6. En l'espèce, la Cour de cassation ne s'est sans doute pas posé la question d'une cassation sans renvoi et les parties ne l'ont probablement pas demandée. Il ne semble pas que les éléments du litige, comme sa relative simplicité, l'en empêchaient. Mais, tout bonnement, ce n'est pas encore acquis dans les usages, tant est bien ancrée l'idée d'une Cour de cassation qui ne juge qu'en droit. On ne sait pas si les pratiques évolueront vraiment, mais à coup sûr il y faudra du temps, peut-être plusieurs générations de conseillers...
En attendant, les parties, si elles persistent dans leur action, ce qui est leur droit absolu, devront réengager la procédure devant la cour d'appel de Grenoble, avec les coûts et les délais que cela implique.

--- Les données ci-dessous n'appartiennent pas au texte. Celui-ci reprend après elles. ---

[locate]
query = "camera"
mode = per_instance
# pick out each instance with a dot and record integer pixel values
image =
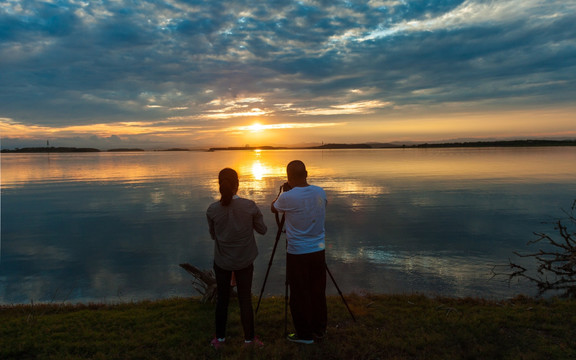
(286, 187)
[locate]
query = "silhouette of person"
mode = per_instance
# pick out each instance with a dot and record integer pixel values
(304, 206)
(232, 222)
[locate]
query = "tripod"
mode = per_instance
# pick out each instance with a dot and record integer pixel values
(280, 224)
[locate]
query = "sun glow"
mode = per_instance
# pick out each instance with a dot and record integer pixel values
(256, 127)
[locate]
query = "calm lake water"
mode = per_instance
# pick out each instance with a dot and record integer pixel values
(112, 227)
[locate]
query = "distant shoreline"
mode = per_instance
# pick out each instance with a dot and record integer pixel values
(474, 144)
(508, 143)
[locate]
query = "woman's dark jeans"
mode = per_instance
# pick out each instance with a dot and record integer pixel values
(244, 286)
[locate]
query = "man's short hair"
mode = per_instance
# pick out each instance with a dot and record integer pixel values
(296, 169)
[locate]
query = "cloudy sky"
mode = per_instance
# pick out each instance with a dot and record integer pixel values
(153, 74)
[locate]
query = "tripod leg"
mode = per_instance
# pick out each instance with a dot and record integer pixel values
(340, 292)
(286, 308)
(278, 234)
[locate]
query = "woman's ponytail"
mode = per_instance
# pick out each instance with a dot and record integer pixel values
(228, 181)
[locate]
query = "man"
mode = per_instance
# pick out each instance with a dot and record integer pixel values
(304, 206)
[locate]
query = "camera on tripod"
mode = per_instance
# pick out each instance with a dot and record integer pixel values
(286, 187)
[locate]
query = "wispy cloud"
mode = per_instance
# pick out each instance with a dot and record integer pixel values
(198, 65)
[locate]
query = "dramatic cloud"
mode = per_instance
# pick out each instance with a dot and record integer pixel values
(176, 71)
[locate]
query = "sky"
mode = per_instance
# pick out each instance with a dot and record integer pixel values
(185, 73)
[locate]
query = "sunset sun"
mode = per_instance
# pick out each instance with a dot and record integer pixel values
(256, 127)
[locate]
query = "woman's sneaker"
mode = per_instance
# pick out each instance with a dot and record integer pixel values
(296, 339)
(254, 343)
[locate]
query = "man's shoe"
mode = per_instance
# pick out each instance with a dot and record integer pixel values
(296, 339)
(216, 343)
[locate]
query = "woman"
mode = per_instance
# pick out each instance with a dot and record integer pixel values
(232, 222)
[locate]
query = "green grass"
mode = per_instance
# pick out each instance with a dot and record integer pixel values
(387, 327)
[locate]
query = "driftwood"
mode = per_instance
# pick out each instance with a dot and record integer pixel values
(204, 282)
(556, 263)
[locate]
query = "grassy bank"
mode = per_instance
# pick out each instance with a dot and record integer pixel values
(387, 327)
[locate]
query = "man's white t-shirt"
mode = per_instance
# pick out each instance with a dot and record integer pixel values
(305, 209)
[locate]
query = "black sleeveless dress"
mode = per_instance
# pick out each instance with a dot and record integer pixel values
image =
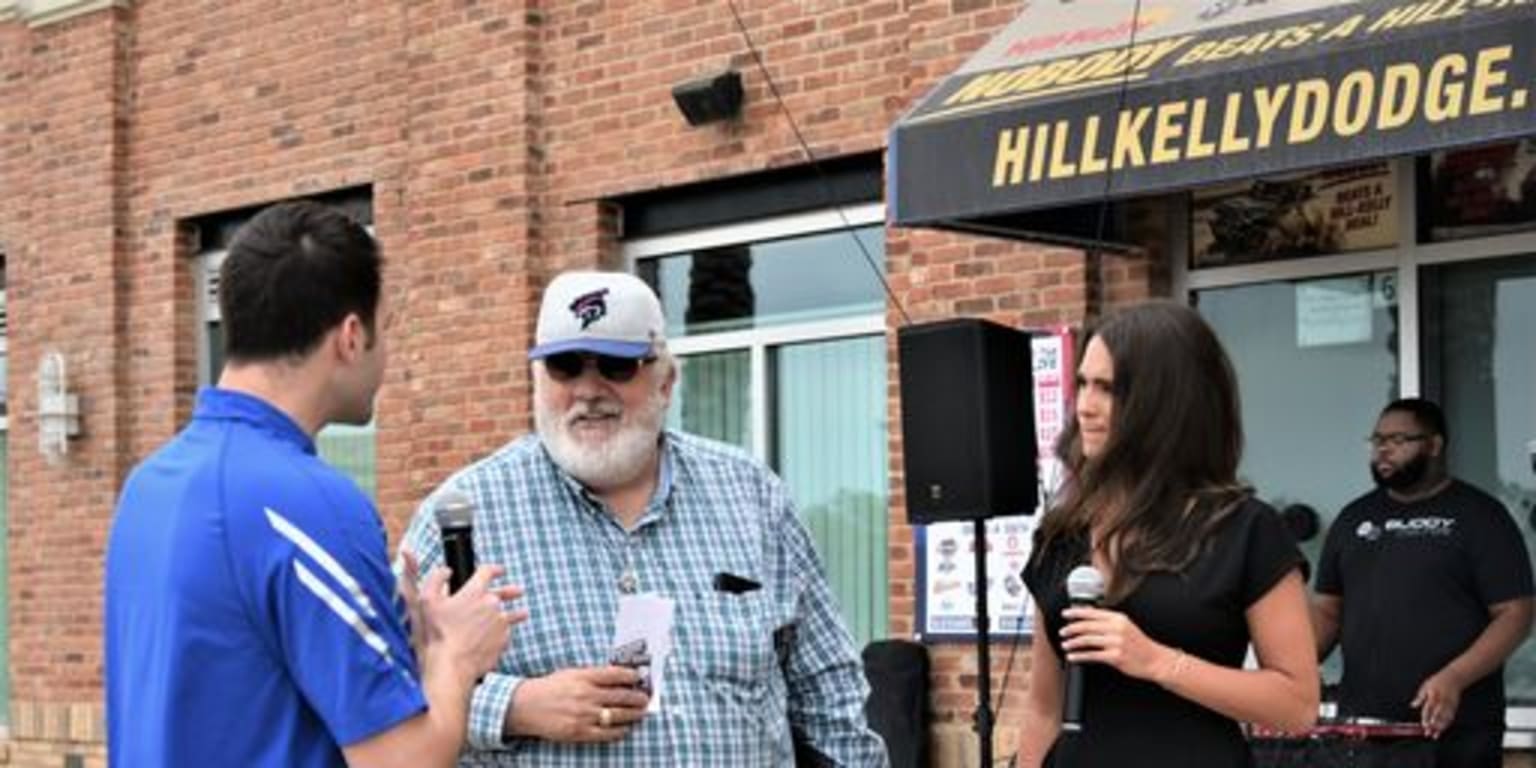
(1129, 722)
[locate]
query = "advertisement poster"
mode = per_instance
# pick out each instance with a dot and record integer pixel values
(946, 552)
(1295, 215)
(1484, 191)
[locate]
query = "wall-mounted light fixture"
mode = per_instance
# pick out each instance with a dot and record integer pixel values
(57, 409)
(710, 99)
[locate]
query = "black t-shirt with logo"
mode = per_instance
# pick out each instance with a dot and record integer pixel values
(1201, 610)
(1415, 582)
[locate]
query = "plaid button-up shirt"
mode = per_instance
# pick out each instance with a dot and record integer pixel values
(744, 667)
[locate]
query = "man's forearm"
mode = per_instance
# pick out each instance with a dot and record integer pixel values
(1509, 628)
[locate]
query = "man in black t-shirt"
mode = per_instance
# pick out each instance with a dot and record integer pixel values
(1427, 585)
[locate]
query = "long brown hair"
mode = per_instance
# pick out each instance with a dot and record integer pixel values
(1168, 472)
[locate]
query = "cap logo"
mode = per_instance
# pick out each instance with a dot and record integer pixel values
(590, 307)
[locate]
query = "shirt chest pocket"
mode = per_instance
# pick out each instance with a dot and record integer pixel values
(728, 638)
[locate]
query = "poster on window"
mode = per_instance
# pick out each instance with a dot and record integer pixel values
(946, 552)
(1295, 215)
(1481, 191)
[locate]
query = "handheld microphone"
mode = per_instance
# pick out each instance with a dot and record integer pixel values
(1085, 585)
(456, 521)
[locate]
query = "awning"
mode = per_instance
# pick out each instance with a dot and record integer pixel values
(1060, 109)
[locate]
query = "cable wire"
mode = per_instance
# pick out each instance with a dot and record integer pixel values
(816, 165)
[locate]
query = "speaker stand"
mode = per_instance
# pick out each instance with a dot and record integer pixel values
(983, 653)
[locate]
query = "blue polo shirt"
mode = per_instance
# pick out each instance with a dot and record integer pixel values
(251, 610)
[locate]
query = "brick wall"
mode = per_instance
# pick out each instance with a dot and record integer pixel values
(490, 132)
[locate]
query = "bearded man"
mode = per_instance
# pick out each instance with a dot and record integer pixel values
(604, 507)
(1427, 585)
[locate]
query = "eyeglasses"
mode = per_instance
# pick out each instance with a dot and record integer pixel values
(570, 364)
(1395, 440)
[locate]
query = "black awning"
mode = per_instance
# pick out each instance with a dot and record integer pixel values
(1060, 109)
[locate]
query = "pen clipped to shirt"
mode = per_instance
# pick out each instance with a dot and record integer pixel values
(733, 584)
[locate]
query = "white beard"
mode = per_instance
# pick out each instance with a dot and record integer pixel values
(601, 463)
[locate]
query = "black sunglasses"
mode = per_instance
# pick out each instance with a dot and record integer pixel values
(570, 364)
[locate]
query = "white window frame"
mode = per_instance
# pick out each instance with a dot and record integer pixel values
(759, 341)
(1406, 258)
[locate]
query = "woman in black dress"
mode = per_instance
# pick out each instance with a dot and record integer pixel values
(1195, 567)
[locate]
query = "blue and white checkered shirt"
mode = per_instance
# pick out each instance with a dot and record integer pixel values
(744, 667)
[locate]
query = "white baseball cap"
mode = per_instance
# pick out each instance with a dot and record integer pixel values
(609, 314)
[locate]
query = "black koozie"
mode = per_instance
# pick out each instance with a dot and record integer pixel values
(458, 555)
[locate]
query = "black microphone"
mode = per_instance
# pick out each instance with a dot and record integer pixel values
(1085, 585)
(456, 521)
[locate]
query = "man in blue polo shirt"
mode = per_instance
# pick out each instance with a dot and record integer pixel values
(251, 610)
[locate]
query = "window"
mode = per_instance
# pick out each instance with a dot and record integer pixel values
(5, 501)
(347, 447)
(779, 326)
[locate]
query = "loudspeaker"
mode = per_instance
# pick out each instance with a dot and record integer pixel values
(897, 705)
(710, 99)
(968, 421)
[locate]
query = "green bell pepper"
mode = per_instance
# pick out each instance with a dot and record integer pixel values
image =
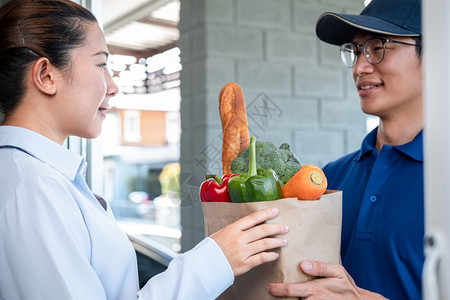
(256, 185)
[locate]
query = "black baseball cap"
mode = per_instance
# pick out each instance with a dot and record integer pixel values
(384, 17)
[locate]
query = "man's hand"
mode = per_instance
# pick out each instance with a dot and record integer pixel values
(244, 241)
(334, 283)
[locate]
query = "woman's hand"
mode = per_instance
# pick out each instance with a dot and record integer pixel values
(334, 283)
(245, 241)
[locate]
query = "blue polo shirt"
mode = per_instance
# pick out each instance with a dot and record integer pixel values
(383, 216)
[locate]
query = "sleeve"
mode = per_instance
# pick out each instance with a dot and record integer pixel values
(45, 246)
(201, 273)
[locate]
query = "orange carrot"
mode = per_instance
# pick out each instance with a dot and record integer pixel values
(309, 183)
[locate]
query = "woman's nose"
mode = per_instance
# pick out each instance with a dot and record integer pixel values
(113, 89)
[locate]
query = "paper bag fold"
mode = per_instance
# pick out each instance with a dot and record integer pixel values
(314, 233)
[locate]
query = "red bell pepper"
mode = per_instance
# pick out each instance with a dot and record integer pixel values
(215, 189)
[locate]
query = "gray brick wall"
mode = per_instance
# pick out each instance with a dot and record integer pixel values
(296, 89)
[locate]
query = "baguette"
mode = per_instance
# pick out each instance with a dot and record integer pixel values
(233, 115)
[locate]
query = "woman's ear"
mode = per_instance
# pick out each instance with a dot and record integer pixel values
(43, 75)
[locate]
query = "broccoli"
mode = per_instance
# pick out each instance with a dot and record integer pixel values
(281, 160)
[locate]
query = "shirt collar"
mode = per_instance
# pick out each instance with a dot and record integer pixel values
(53, 154)
(413, 149)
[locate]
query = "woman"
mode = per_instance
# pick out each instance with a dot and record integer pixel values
(56, 240)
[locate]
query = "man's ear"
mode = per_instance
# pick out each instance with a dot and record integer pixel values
(43, 75)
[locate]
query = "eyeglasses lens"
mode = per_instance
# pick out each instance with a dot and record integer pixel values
(373, 51)
(349, 54)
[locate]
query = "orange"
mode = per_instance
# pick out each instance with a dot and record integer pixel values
(309, 183)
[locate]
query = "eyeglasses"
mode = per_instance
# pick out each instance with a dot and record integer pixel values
(373, 50)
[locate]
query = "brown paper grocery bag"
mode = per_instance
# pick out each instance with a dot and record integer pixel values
(314, 233)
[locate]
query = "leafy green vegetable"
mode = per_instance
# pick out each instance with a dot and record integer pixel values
(281, 160)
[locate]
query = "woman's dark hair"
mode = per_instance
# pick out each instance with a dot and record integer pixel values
(30, 29)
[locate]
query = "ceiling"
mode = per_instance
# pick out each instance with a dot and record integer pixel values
(140, 27)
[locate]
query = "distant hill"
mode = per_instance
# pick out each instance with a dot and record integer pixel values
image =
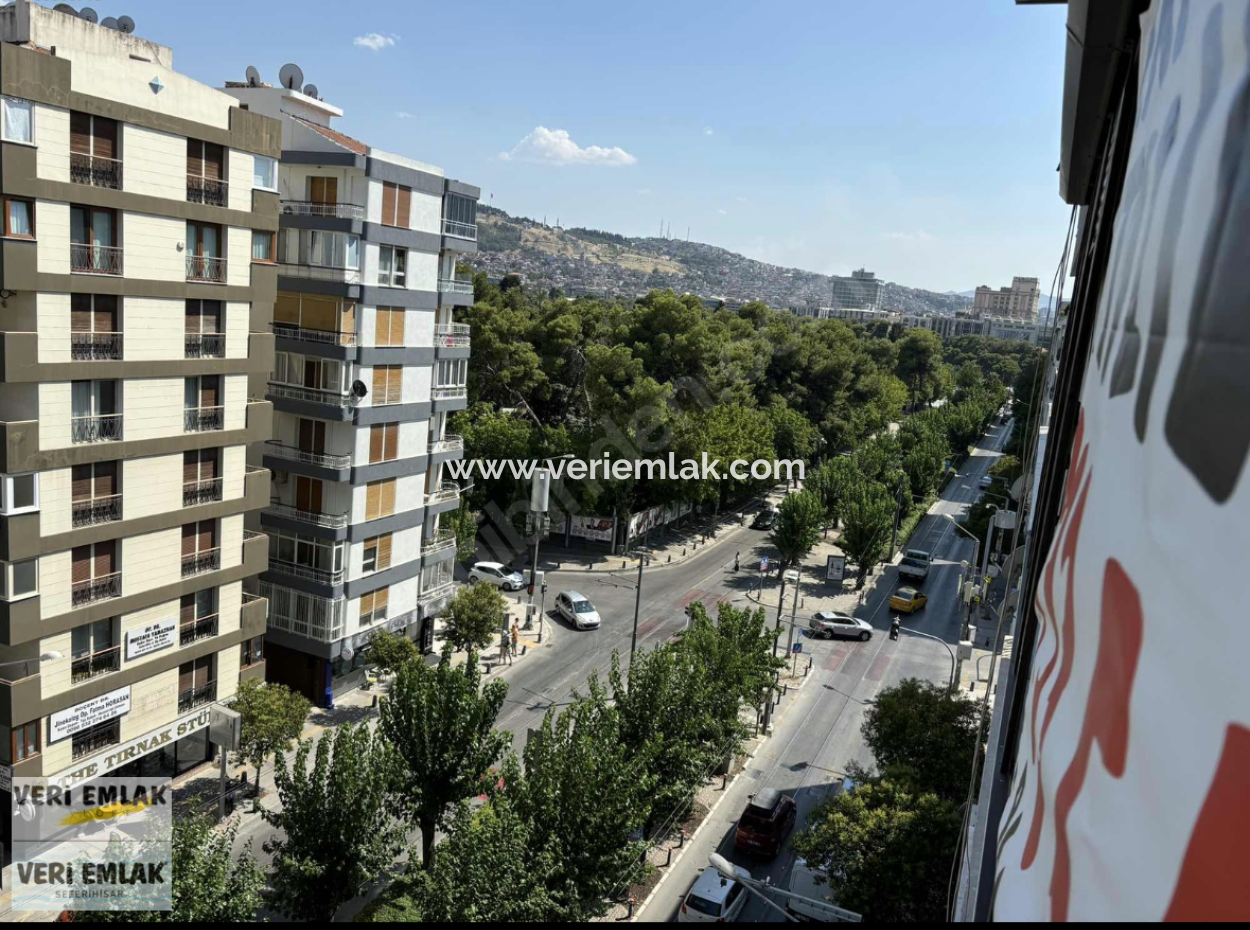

Devant la cour d'appel de renvoi, l'instruction est reprise en l'état de la procédure non atteinte par la cassation (article 631 du code de procédure civile). Les décrets du 6 mai 2017 et du 29 décembre 2023 ont certes entendu accélérer le cours de cette procédure de renvoi. En particulier, la procédure dite « à bref délai» des articles 906 et suivants du code de procédure civile, est applicable. Mais il serait hasardeux d'espérer que l'arrêt sur renvoi soit rendu en moins d'une année.
A supposer que cette nouvelle décision de la cour d'appel mette un point final aux tribulations judiciaires des parties, l'institution judiciaire aura alors mis plus de huit ans pour statuer définitivement sur leur litige.